Mast cells are known to produce strong response to minute allergens. Recent observations reveal that they may have a key role in co-ordinating the early phases of autoimmunity particularly involving auto-antibodies²¹ . Given their both pro-inflammatory as well as anti-inflammatory functions with a good ability to multitask, Some studies have clearly implicated mast cells in the initiation and/or progression of autoimmune disease.²¹ Mast cells are increased in known auto-immune diseases like pemphigus vulgaris, developing subdermal bullous diseases and also in pemphigoid.²²

Based on the concept that mast cells play a critical role in the induction of inflammation, it is logical to use therapeutic agents to alter mast cell function and secretion, to thwart inflammation at its earliest phases²³. For cutaneous inflammation, this has been accomplished in vitro and in vivo with the mast cell stabilizing agent disodium cromoglycate and a related compound, proxicromilin. Blockade of dental pulp mast cell responses in vitro has been achieved with neutralizing antibodies to TNF, and with substance P receptor antagonists^24-25.

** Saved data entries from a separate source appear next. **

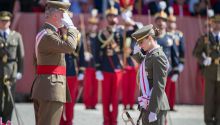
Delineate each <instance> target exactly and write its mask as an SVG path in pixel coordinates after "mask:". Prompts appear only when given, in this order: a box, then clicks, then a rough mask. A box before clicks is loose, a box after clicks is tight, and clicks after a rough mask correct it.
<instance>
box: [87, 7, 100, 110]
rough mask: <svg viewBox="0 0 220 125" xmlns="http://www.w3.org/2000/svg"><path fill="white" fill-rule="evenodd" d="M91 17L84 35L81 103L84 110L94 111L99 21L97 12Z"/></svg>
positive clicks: (94, 9) (95, 85)
mask: <svg viewBox="0 0 220 125" xmlns="http://www.w3.org/2000/svg"><path fill="white" fill-rule="evenodd" d="M91 14H92V17H91V18H89V20H88V25H87V27H88V32H87V33H86V36H84V37H86V38H84V40H85V41H84V44H85V45H84V46H85V47H84V48H85V52H84V55H85V66H86V70H85V79H84V94H83V102H84V104H85V106H86V109H95V106H96V104H97V102H98V81H97V79H96V77H95V72H96V69H95V45H96V43H97V42H98V40H97V33H98V23H99V19H98V17H97V14H98V11H97V10H96V9H94V10H92V13H91Z"/></svg>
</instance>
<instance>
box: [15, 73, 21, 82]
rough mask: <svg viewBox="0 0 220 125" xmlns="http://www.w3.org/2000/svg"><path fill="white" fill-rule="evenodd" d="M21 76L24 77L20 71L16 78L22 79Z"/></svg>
mask: <svg viewBox="0 0 220 125" xmlns="http://www.w3.org/2000/svg"><path fill="white" fill-rule="evenodd" d="M21 78H22V74H21V73H20V72H18V73H17V75H16V79H17V80H20V79H21Z"/></svg>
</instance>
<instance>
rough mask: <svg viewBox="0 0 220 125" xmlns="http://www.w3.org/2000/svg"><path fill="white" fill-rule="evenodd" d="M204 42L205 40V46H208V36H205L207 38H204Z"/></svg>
mask: <svg viewBox="0 0 220 125" xmlns="http://www.w3.org/2000/svg"><path fill="white" fill-rule="evenodd" d="M203 40H204V43H205V44H208V42H209V38H208V36H207V35H205V36H204V37H203Z"/></svg>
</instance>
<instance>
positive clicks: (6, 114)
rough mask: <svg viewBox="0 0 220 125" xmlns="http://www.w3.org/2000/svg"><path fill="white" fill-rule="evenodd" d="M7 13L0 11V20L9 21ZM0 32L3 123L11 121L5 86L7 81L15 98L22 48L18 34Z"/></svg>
mask: <svg viewBox="0 0 220 125" xmlns="http://www.w3.org/2000/svg"><path fill="white" fill-rule="evenodd" d="M8 14H10V13H9V12H6V11H1V12H0V20H8V21H9V20H10V18H11V16H9V15H8ZM7 31H8V32H7V35H6V31H3V30H0V116H1V117H2V119H3V123H5V122H7V120H11V116H12V111H13V104H12V100H11V99H10V95H9V91H8V88H7V86H6V82H5V78H7V80H8V81H9V84H8V86H10V88H11V90H10V91H11V93H12V96H13V98H14V97H15V88H16V84H15V83H16V76H17V72H19V73H23V58H24V47H23V41H22V37H21V35H20V33H18V32H16V31H13V30H10V29H7Z"/></svg>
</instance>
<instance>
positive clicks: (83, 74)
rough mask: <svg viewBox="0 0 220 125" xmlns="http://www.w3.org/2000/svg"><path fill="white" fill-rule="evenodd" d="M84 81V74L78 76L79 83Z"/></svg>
mask: <svg viewBox="0 0 220 125" xmlns="http://www.w3.org/2000/svg"><path fill="white" fill-rule="evenodd" d="M83 79H84V74H83V73H80V74H79V75H78V80H79V81H82V80H83Z"/></svg>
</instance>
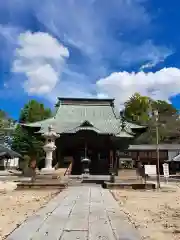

An additional stratagem is the use of soluble receptors to inactivate the TNF released from mast cells²⁷. Corticosteroids have been utilized for decades in the treatment of inflammatory conditions of the dental pulp and oral mucosa^28-30. An important property of corticosteroids that may contribute to their therapeutic efficacy is their ability to deplete mast cells locally at sites of prolonged or occlusive application^31-33.